Objective a) The target was set at 3,000 visitors arriving at the businessculuture.org website from search engines. This was successfully met with on average of 8,549 visitors in the months post the project completion until mid-January 2014 – this is 185% over the set target. The monthly visitors are increasing and from 21 January to 20 February we have had 24,136 visitors from organic search alone.
Primary key-phrases were met from the keyword plan within two months of the site going live. The site is currently ranking on the first page for the English-based keywords – which are the most competitive of the languages targeted.
Getting to rank on the first page for primary key phrase ‘business culture’ is aiding visitor numbers as well as ‘international business culture’ – about 10% of traffic is arriving via these terms.
As a real world research project, education about search and social media and business etiquette has now been delivered to a wide international audience. This successful project and visibility campaign has set a benchmark for future research projects.
Online and offline optimisation and content production strategy and techniques were employed very successfully and have set a new standard for European research projects of this nature, enabling this valuable research to be delivered to a large global audience in a sustainable way.
Objective b) This was to achieve at least 1,000 visitors per month for first page organic search traffic for the relevant keyword terms. This target was met with a success over target of 417%. From 19 December 2013 to 18 January 2014 there were 4,178 website visitors who arrived because businessculture.org was the first search result when they made a search on their search engine. These numbers doubled in the month from 22 January 2014 to 21 February 2014 to 9,454 – which is 945% over the set target.
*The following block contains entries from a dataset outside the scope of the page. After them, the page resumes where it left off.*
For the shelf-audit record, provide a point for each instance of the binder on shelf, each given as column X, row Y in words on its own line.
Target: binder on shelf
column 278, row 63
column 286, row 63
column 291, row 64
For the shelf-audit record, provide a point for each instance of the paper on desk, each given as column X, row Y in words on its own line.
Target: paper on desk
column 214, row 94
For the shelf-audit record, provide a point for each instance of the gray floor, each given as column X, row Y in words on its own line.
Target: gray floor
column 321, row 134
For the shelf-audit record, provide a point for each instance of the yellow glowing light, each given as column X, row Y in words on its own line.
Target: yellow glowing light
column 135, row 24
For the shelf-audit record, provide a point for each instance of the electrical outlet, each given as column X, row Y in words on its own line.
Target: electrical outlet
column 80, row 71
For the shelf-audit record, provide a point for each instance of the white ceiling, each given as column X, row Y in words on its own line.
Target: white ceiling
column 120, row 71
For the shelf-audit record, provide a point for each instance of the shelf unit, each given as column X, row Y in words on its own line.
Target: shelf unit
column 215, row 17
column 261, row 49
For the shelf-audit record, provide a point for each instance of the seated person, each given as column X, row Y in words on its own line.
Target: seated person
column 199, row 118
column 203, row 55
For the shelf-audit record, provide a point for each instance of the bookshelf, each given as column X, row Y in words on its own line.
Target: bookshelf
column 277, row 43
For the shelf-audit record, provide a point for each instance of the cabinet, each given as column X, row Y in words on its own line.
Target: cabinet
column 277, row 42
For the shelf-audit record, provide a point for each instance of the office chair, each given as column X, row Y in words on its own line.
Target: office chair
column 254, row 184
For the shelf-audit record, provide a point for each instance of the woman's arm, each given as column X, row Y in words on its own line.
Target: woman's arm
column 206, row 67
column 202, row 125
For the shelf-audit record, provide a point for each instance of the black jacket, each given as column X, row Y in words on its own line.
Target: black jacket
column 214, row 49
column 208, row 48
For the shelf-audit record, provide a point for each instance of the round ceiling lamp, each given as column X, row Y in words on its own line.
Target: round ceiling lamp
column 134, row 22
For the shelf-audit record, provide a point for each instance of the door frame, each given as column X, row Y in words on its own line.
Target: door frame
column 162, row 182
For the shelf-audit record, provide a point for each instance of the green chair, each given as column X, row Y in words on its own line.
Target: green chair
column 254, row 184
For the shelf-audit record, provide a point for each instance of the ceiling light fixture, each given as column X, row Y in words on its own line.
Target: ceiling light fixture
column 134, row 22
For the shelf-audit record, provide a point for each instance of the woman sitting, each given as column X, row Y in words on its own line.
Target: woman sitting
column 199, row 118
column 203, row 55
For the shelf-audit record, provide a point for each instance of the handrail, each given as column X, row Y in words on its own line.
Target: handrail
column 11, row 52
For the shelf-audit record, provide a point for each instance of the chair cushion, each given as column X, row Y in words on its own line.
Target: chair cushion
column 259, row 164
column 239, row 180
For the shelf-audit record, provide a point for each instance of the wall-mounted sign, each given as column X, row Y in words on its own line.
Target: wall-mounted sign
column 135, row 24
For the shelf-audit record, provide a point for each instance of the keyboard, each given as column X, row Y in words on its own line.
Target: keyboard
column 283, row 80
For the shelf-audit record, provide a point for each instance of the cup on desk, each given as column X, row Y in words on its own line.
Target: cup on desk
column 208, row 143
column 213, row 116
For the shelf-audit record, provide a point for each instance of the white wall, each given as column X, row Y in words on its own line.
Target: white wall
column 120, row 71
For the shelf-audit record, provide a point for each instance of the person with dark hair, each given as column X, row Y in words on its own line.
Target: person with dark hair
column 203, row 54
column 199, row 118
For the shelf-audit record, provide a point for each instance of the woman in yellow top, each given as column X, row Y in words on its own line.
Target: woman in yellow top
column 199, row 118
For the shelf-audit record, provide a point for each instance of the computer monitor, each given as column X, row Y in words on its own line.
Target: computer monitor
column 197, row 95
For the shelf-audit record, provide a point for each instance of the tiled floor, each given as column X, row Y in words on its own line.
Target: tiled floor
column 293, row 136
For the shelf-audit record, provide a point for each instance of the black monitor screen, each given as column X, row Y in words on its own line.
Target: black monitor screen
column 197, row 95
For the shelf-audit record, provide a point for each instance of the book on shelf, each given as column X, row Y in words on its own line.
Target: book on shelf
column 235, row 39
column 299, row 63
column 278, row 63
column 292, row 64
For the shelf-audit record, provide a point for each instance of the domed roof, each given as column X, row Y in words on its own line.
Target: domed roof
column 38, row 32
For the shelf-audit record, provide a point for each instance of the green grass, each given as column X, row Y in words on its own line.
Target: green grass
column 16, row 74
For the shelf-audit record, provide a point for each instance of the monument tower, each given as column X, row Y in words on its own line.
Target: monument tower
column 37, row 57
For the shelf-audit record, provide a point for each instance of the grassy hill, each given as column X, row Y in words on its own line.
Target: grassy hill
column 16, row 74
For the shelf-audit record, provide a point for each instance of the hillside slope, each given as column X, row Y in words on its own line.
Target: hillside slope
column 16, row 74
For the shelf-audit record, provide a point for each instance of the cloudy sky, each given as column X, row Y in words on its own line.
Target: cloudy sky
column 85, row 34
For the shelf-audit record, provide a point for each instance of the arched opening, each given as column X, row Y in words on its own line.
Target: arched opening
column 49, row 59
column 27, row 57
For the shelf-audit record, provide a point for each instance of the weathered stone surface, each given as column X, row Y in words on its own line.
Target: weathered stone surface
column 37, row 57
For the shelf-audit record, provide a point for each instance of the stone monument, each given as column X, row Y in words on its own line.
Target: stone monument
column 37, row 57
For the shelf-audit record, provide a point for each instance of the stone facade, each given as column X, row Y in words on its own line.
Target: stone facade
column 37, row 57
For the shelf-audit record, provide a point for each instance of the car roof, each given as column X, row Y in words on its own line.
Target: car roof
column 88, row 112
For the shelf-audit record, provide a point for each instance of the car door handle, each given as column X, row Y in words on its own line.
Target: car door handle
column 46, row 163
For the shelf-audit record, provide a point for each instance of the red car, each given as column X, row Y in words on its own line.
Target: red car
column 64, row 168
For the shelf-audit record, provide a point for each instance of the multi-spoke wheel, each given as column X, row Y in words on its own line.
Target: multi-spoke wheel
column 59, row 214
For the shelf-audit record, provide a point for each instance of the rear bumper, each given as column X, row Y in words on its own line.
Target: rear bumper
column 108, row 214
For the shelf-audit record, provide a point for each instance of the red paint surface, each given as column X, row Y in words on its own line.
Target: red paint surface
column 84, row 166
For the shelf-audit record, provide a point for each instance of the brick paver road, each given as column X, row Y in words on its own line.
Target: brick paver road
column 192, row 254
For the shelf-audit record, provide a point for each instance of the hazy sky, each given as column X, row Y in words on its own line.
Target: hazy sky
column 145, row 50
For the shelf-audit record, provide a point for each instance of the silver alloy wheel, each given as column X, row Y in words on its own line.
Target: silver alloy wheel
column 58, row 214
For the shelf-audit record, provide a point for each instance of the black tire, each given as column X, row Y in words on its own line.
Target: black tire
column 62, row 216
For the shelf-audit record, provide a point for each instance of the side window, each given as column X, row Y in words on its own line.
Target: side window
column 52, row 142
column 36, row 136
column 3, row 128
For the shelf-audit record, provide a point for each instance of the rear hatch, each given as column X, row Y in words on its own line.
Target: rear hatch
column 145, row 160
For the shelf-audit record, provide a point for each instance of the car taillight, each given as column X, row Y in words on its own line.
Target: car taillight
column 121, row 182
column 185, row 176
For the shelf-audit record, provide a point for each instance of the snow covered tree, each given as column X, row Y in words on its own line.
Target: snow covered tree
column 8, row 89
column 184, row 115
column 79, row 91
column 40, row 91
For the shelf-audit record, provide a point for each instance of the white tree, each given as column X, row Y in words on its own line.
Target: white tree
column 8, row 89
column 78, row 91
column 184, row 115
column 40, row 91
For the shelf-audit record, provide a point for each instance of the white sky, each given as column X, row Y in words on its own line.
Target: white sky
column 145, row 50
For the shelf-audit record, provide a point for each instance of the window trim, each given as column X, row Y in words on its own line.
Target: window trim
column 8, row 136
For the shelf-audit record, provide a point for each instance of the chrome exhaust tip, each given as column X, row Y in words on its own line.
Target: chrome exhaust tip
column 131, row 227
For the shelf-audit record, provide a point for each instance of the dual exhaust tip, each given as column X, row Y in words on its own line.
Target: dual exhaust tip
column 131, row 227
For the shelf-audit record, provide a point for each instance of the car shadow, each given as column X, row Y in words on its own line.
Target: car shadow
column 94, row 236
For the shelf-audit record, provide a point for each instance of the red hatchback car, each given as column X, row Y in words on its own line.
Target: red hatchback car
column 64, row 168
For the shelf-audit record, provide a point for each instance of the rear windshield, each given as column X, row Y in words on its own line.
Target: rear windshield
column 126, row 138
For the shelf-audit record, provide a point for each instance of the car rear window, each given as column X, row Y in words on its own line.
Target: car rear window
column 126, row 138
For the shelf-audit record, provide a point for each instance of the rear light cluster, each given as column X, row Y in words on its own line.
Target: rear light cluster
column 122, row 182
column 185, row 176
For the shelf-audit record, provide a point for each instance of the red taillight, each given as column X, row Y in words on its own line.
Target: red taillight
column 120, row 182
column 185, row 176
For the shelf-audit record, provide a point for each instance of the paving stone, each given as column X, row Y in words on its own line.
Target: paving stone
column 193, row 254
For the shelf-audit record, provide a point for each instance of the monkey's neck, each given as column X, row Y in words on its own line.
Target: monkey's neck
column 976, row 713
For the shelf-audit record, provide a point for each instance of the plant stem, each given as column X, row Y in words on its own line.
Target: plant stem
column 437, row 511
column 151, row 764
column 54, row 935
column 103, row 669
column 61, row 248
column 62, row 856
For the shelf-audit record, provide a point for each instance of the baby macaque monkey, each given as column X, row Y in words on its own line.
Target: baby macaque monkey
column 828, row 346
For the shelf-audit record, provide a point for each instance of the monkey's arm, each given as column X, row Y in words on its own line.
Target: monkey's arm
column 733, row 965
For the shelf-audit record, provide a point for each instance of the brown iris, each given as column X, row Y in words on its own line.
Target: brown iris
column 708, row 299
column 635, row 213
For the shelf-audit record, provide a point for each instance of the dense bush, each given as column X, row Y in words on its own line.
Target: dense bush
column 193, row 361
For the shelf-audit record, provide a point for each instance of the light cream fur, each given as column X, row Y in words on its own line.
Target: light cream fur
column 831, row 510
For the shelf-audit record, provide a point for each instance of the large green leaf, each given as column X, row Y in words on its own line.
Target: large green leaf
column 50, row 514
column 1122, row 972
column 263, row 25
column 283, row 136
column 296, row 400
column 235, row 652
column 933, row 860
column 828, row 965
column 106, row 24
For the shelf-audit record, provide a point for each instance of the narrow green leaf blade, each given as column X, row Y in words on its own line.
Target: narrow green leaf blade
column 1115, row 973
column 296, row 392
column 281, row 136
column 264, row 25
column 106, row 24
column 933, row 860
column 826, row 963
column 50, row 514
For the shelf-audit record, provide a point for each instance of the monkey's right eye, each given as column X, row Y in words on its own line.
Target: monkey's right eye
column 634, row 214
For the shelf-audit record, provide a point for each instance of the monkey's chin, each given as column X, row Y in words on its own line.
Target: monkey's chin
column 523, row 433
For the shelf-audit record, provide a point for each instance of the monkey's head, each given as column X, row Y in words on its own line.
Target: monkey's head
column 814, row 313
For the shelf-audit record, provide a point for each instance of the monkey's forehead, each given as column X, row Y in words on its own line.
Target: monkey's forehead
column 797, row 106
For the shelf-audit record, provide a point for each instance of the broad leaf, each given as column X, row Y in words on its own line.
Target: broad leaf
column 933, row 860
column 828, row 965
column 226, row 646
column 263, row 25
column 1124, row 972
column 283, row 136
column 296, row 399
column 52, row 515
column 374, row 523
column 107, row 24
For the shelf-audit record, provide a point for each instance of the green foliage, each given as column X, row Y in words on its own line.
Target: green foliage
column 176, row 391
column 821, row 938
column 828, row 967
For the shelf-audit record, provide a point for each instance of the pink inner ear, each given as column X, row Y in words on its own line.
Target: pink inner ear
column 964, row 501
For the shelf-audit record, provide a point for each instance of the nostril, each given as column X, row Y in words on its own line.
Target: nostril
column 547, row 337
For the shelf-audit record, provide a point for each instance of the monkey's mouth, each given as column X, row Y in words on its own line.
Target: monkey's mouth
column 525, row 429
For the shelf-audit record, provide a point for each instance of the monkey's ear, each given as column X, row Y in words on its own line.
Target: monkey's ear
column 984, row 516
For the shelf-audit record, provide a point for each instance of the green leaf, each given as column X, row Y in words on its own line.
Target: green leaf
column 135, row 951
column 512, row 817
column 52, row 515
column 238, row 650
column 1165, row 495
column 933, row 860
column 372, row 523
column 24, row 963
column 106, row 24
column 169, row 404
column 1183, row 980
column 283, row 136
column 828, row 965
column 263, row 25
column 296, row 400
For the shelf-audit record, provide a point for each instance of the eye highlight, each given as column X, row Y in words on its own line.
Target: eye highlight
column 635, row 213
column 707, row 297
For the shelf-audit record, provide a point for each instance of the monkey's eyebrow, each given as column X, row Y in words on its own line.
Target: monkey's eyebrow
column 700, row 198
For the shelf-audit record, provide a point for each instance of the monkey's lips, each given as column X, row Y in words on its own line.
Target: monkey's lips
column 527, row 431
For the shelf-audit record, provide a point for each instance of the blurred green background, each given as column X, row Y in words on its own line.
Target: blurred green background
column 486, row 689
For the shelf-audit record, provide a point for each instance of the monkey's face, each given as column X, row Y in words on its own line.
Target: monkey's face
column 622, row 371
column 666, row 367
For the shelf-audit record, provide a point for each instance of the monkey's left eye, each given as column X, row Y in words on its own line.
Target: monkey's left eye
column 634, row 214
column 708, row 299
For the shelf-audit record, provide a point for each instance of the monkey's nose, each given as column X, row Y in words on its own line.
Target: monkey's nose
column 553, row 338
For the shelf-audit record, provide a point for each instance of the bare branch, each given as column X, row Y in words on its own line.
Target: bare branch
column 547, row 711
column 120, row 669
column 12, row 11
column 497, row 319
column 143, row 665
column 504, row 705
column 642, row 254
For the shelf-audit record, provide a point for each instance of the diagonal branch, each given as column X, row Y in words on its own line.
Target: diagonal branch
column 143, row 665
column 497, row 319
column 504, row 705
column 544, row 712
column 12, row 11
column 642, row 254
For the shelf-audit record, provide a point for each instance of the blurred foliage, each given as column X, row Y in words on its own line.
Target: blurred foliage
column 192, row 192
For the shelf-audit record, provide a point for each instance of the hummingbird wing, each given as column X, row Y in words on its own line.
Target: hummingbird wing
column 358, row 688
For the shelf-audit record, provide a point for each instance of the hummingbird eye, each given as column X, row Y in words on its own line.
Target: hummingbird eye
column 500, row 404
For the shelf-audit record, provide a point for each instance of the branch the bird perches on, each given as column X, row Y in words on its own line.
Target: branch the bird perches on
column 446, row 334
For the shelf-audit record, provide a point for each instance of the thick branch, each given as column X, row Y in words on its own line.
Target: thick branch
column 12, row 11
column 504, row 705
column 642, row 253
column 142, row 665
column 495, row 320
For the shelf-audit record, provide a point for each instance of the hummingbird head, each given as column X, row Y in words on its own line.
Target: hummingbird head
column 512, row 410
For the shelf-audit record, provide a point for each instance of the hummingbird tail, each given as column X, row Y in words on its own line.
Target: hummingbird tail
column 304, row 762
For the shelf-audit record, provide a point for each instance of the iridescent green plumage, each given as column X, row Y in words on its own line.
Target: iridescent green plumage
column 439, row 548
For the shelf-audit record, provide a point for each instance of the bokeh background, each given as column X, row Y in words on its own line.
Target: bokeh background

Dr Aleksej Heinze from Salford Business School led the project and said:
“A primary aim of the project was to disseminate these guides as far and wide as possible using a cost effective and sustainable approach. We put into practice the strategy that we teach, working with industry and the results exceeded all of our expectations.”
Elena Vasilieva, project manger, said:
“It is great to see in a project when all things come together at the end and the hard work of the project team is now repaying in the successful results for the website.”
Alex Fenton, also of Salford Business School, was the lead technical developer on the project. He added:
“As course leader for our Search and Social Media Marketing CPD short course, it is vital that I can practise what I preach. We launched the site just a few months ago and using organic, sustainable search optimisation and content marketing techniques, the materials have had over 65,000 unique views so far and it is growing steadily to well over 1300 visitors per day.”
Our partners and collaborators have worked really hard on a budget and achieved incredible results. We have to extend our thanks to everyone involved and the excellent judging panel for recognising our project.
PHOTO: Shari Thurow, Founder of Omni Marketing presents the award to Alex Fenton and Aleksej Heinze:
The awards ceremony was also a great networking opportunity, and allowed us to share with other attendees the news of a new project that Salford Business School is working on at the moment – the Joint European Masters in Digital Marketing.